Last weekend at deer opener there was a little bit of discussion about this. One guy said he always will butcher the deer the same day. Another guy claims he likes to age deer for a couple of days. The same guy says he knows someone who ages the deer for a week. What has everyone elses experience been???? Has anyone tried it both ways, not aging, and aging and have you noticed a difference????


----------



## jgat

It depends how cold it is outside. If it is getting down into the 30's at night then hanging the deer for a few days is ok. If it is hot out though, I would get the deer cut up ASAP. From my experience I think when a deer has hung for a few days it makes the butchering process much easier, unless the deer is frozen.....that's tough on the hands! As far as taste, I guess I have never noticed a difference.


----------



## zettler

Just make sure you get one first...


----------



## muzzynat

All of this is pretty much how I've gutted my deer. I will recommend purchasing a "Sagen Saw" (those little orange handled saws they sell for hunting). They make splitting the chest/pelvis very easy and safe, the ones I've used have all been the Sagen brand, but I'm guessing there are similar ones out there, make sure the saw you buy has plastic on the bottom side too, this keeps it from slicing open the intestine when you cut the pelvis.

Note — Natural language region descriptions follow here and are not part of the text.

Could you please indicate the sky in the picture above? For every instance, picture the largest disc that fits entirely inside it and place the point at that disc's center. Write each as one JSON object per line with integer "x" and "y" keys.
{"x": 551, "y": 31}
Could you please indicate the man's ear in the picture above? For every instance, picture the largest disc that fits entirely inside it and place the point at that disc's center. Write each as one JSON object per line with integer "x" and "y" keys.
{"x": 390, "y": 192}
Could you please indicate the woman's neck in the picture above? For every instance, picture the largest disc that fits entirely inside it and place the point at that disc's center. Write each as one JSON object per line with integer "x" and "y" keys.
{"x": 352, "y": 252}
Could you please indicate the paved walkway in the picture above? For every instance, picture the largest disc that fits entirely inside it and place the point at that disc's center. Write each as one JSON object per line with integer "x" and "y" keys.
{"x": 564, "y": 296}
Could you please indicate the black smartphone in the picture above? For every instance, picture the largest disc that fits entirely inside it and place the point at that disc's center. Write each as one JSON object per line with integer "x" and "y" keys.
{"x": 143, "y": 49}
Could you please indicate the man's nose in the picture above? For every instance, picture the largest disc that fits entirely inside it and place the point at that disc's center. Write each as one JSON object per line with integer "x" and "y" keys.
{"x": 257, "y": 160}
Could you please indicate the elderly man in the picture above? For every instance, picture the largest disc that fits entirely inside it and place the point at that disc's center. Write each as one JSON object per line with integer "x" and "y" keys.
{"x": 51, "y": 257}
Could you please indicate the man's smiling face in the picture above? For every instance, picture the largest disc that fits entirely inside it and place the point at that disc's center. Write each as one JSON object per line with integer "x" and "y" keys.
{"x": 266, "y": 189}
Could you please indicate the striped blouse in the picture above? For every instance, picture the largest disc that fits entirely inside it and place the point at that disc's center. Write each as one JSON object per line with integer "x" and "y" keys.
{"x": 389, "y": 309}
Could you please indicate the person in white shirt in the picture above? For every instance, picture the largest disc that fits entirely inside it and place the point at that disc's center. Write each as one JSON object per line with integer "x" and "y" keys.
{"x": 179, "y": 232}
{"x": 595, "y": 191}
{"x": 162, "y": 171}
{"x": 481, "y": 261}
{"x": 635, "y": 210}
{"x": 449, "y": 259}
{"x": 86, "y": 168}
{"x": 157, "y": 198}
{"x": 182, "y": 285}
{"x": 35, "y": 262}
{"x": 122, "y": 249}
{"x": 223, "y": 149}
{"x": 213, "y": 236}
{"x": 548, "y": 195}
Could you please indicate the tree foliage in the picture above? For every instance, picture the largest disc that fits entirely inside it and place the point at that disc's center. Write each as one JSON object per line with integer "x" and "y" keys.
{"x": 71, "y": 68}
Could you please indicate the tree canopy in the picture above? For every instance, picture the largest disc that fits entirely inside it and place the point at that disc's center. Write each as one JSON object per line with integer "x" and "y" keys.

In general, I remove the genitals, cut the anus loose, saw the pelvis, open the abdomen, then slice up the ribs and throat, saw open the ribs, grab the windpipe and use it to pull all the guts out, cutting away the lung/diaphragm tissue if needed.

I also carry latex gloves for gutting, just the short little doctor style ones, I seem to cut my fingers on the bones less, despite how thin they are, and it saves the washing up mess to a point.


----------